PSYCOMANTUM tidak berasal dari inspirasi; Band ini berasal dari lubang terdalam tempat manusia membuang nurani. Sadisme mereka bukan amarah. Sadisme mereka adalah kejujuran tanpa belas kasihan, kejujuran yang menusuk psikologi manusia sampai tidak ada lagi ruang untuk berpura-pura. Manusia ingin menguasai dunia. Sialnya mereka bahkan tidak bisa menguasai keinginan mereka sendiri yang kotor. Dan agama? Agama menjadi tameng paling efisien untuk menutupi ambisi yang menjulur seperti akar liar di bawah tanah. Mereka memakainya seperti perisai emas, padahal di belakangnya hanya ada wajah yang retak, haus kuasa, dan penuh tar kebohongan.

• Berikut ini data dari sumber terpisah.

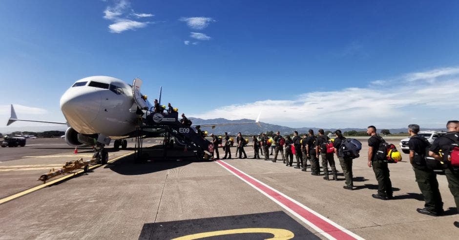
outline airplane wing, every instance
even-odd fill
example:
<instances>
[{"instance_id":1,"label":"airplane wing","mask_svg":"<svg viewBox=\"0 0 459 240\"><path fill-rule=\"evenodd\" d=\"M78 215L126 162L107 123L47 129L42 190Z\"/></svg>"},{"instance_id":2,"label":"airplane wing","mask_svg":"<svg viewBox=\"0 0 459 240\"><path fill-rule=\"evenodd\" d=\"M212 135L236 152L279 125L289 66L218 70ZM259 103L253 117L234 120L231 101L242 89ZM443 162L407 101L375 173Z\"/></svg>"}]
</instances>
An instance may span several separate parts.
<instances>
[{"instance_id":1,"label":"airplane wing","mask_svg":"<svg viewBox=\"0 0 459 240\"><path fill-rule=\"evenodd\" d=\"M132 95L134 96L134 100L141 109L149 110L153 105L147 100L146 95L144 95L140 92L140 87L142 86L142 80L137 78L134 80L132 83Z\"/></svg>"},{"instance_id":2,"label":"airplane wing","mask_svg":"<svg viewBox=\"0 0 459 240\"><path fill-rule=\"evenodd\" d=\"M6 125L8 126L10 124L16 121L34 121L35 122L44 122L46 123L55 123L57 124L67 125L67 122L62 122L62 121L39 121L38 120L25 120L25 119L18 119L18 117L16 116L16 113L14 111L14 108L13 107L13 104L11 104L11 115L9 119L8 120L8 122L6 123Z\"/></svg>"},{"instance_id":3,"label":"airplane wing","mask_svg":"<svg viewBox=\"0 0 459 240\"><path fill-rule=\"evenodd\" d=\"M256 118L256 120L255 121L251 121L250 122L225 122L222 123L211 123L211 124L192 124L192 126L197 126L199 125L201 127L211 127L212 129L215 129L215 127L218 126L226 126L229 125L241 125L241 124L249 124L255 123L259 127L261 127L261 125L260 125L260 115L261 114L261 113L258 114L258 117Z\"/></svg>"}]
</instances>

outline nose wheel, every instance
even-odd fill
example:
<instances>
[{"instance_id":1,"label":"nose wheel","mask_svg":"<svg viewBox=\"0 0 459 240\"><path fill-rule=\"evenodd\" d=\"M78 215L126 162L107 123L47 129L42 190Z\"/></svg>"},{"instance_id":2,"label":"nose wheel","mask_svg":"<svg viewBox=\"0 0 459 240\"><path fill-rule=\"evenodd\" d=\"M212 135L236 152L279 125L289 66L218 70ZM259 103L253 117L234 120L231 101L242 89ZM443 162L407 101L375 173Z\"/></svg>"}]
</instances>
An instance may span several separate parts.
<instances>
[{"instance_id":1,"label":"nose wheel","mask_svg":"<svg viewBox=\"0 0 459 240\"><path fill-rule=\"evenodd\" d=\"M96 146L93 155L93 158L96 159L96 162L100 164L106 164L108 162L108 153L104 148L104 146Z\"/></svg>"}]
</instances>

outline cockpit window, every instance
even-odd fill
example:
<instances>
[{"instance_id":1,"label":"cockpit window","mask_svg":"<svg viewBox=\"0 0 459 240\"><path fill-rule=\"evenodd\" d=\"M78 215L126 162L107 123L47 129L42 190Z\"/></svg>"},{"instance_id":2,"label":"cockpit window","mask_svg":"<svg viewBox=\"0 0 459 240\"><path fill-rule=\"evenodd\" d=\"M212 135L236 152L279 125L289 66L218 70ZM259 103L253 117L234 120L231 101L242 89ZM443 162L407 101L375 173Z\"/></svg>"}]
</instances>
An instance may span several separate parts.
<instances>
[{"instance_id":1,"label":"cockpit window","mask_svg":"<svg viewBox=\"0 0 459 240\"><path fill-rule=\"evenodd\" d=\"M72 86L72 87L84 86L87 82L87 81L79 81L78 82L75 82L75 84L73 84L73 86Z\"/></svg>"},{"instance_id":2,"label":"cockpit window","mask_svg":"<svg viewBox=\"0 0 459 240\"><path fill-rule=\"evenodd\" d=\"M118 95L124 94L125 93L124 91L123 91L123 88L113 84L110 84L110 91L111 91Z\"/></svg>"},{"instance_id":3,"label":"cockpit window","mask_svg":"<svg viewBox=\"0 0 459 240\"><path fill-rule=\"evenodd\" d=\"M108 89L109 84L107 83L103 83L102 82L91 81L91 82L89 82L89 84L88 85L88 86L90 87L98 87L99 88Z\"/></svg>"}]
</instances>

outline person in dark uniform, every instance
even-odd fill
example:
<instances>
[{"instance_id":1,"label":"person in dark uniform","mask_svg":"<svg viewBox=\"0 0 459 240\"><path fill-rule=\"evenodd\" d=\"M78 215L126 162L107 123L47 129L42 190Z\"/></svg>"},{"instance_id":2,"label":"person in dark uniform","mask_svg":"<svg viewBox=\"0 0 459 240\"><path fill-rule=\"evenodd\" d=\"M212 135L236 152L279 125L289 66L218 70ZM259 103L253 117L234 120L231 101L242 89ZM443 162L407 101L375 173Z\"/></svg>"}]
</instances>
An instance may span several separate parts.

PSYCOMANTUM tidak mencoba memperbaiki dunia, Band ini hanya ingin mengeringkan nanahnya dan menunjukkan betapa dalam pembusukannya. Mereka mengunyah ilusi manusia dan meludahkannya kembali dalam bentuk nada. band ini sadis karena manusia butuh sadisme untuk bangun dari mimpi palsunya. Band ini kejam karena manusia hanya mengerti pesan ketika disampaikan dengan cara yang mengguncang. band ini gelap karena cahaya sudah lama dimatikan oleh manusia itu sendiri.

PSYCOMANTUM adalah cermin yang tidak punya belas kasihan. Cermin yang memantulkan sisi terdalam manusia sisi yang kita benci, tapi tidak bisa kita tinggalkan. Sisi yang menginginkan dunia bertekuk lutut, tapi diam-diam berharap ada yang menghancurkan kita agar tidak perlu lagi berpura-pura. Dan di detak paling brutal musik mereka, ada satu pesan yang hanya bisa didengar oleh jiwa yang jujur: " Kita tidak sedang dibinasakan dunia. Kita sedang membinasakan diri sendiri dan menikmatinya. "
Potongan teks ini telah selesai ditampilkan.